I’ve been pretty negative about the St. Paul paper’s prospects in recent days, especially after news broke that the Pioneer Press is their bankrupt chain’s only money loser.
That’s prompted speculation here and elsewhere that if owner MediaNews didn’t sell to, or buy, the Star Tribune, they’d at least try to combine production operations — especially with the St. Paul pressmen’s contract expiring March 31.
You’d think if anyone was feeling the consolidation wind, it would be Joe Crotty, the president of St. Paul pressman’s Teamsters local. However, Crotty says MediaNews and PiPress officials have “never put on the table” shuttering St. Paul’s presses.
“They’ve told me in a lot of ways, they like the independence of their production facility,” says Crotty, who had preliminary discussions in December and faces a bargaining session today. “They say if they move to Minneapolis and the Star Tribune goes down, we go down with them.”
Crotty says St. Paul couldn’t realistically print both papers, so the only possible joint operation would be in Minneapolis.

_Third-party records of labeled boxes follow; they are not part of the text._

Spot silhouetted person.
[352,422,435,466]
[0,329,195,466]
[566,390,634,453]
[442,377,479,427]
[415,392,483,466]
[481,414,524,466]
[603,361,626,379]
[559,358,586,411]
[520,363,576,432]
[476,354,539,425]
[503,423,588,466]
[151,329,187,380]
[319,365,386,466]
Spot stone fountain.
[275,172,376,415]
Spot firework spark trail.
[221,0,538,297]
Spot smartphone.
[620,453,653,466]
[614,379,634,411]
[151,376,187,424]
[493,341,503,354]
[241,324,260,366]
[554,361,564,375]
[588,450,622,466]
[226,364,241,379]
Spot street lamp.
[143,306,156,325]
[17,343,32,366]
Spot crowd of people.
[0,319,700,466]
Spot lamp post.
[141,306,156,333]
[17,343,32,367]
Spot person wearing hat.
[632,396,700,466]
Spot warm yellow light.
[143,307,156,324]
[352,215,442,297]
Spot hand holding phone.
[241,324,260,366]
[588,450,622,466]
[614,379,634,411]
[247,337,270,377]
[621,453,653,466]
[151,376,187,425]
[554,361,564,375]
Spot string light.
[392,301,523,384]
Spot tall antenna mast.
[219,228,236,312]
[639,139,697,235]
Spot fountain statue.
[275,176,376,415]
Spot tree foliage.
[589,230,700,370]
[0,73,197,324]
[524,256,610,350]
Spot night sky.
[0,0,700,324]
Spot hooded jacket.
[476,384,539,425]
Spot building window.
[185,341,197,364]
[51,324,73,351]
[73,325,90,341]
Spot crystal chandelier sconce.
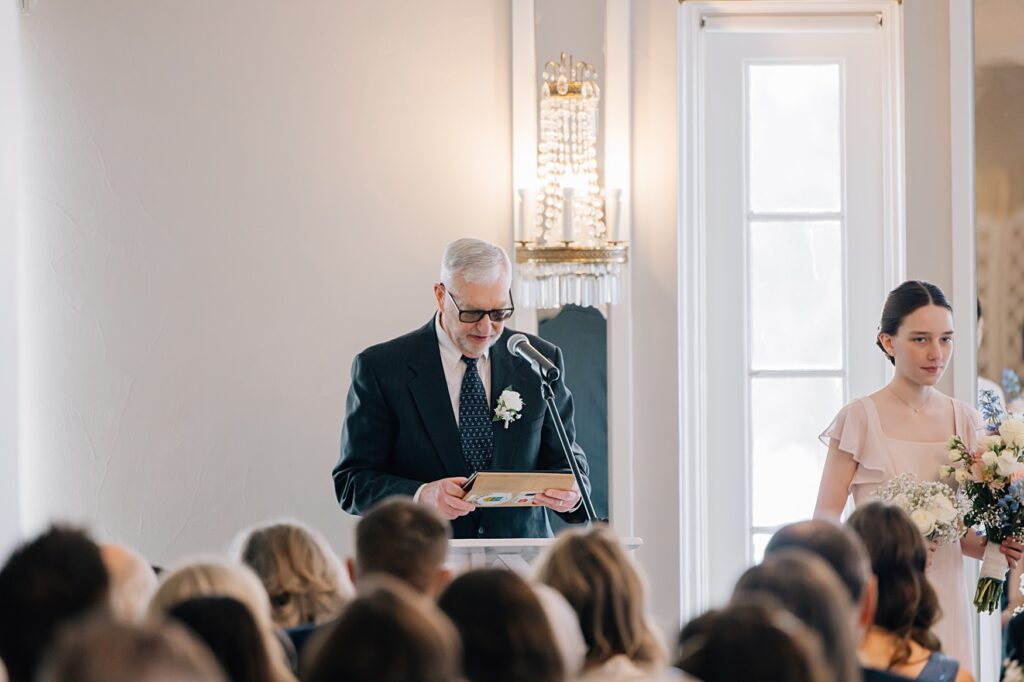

During the Strib’s 2009 bankruptcy, their pressmen agreed to concessions that lowered the cost of new outside jobs.
Still, PiPress management seems content to use Strib concessions to drive down St. Paul wages. Says Crotty, “In their one brief talk with me, they say they are in at competitive disadvantage with Minneapolis, so we still have to fight over job guarantees and pay.”
Thanks to previous contracts, several St. Paul pressmen have lifetime job guarantees. That means as long as a PiPress is printed, those workers have to be paid — which lessens some of consolidation’s upside.
While a renegotiated contract wouldn’t prevent MediaNews from selling out and walking away, Crotty says he is entering negotiations with “an open mind,” and thinks the pressmen and management “have the same goal — keep the Pioneer Press as a separate entity, get profitable and hope this restructuring sets us in the right direction.”